How it works with Transposit:

Some parts of this phase can be fully automated, like doing an AWS service status check for every incident. But much of it will be based on the responders’ judgment, so we’ll rely on human-in-the-loop automation. Within an incident, responders have access to runbooks that provide both documentation and scripts to run. This makes it easy for any responder to do things like:

  • Pulling metrics, graphs, and logs (e.g., Cloudwatch, Datadog, New Relic, etc.)
  • Pulling recent releases (e.g., CircleCI, Jenkins, etc.)

By pulling this data into the incident in Transposit or a Slack channel, we can work collaboratively to investigate. Everything is recorded to the Timeline so it’s clear how decisions were made and ensures stakeholders are kept up to date.

Remediate: mitigate customer impact faster

How it works today:

Apart from being a highly manual and time-consuming phase, responders may not have the institutional knowledge to take action in some tools or services, leading to escalations. People just joining the incident will have to gather all the information from people currently managing the incident, like what actions have been taken, where the relevant tickets and data are, etc.

How it works with Transposit:

While we can fully automate a lot in the incident lifecycle, remediation usually needs human oversight. However, we can enable humans to take action faster through runbooks, which can have attached scripts like:

  • Restart an EC2 instance
  • Scale ECS
  • Rollback a CircleCI release

For teams that use Slack, running these scripts in a channel using slash commands is easy, giving the entire team visibility into the incident progress. Everything done in Slack will also be recorded in the Timeline.

Teams can sometimes auto-remediate incidents when it is a known and repetitive issue. For example, say a database used internally fails periodically due to a known issue yet to be resolved, thus taking it offline. We can configure alerts to create an incident anytime the database is unresponsive, that then automatically runs automation to restart the server.
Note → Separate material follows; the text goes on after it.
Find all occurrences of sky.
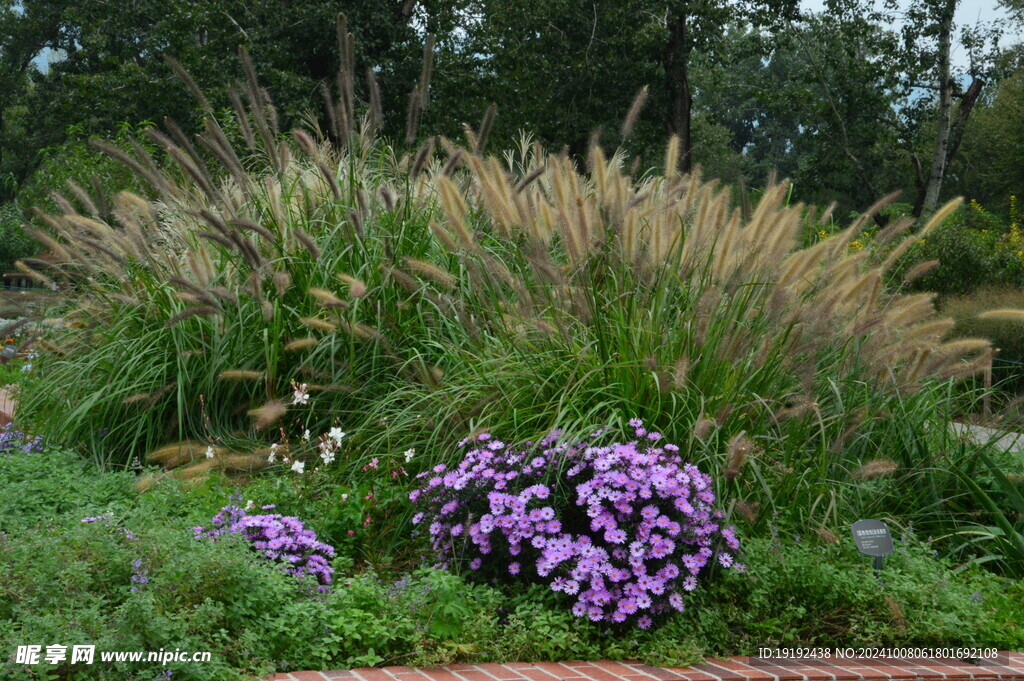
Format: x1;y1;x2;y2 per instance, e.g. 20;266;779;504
800;0;1024;68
Learn: drive change with incident insights

How it works today (estimated time: 2+ hours):

After an incident is resolved, most teams create a post-incident report, often taking two to four hours to revisit tools and chat channels to grab screenshots, copy and paste comments, and record the actions taken. Teams also need to close out tickets and chat channels and notify customers and stakeholders that everything is resolved.

How it works with Transposit (estimated time to close channels, tickets, and create post-incident report: 1 minute)



Transposit Timelines automatically record every action during the incident (including Slack conversations) helping teams learn from past incidents. Even more, we can fully automate closing out the incident and creating a post-incident report with scripts to:

  • Create a post-incident report and export it to Google Docs of Confluence
  • Close tickets
  • Archive chat channel
  • Update and close the Statuspage incident
  • Notify stakeholder Slack channels

Transposit also provides analytics (MTTR, MTTA, etc.), which helps teams analyze their incident workflows.

Automate your incident management

Transposit helps teams both standardize and automate their incident management. You can start small and incrementally automate your workflows while keeping humans in control.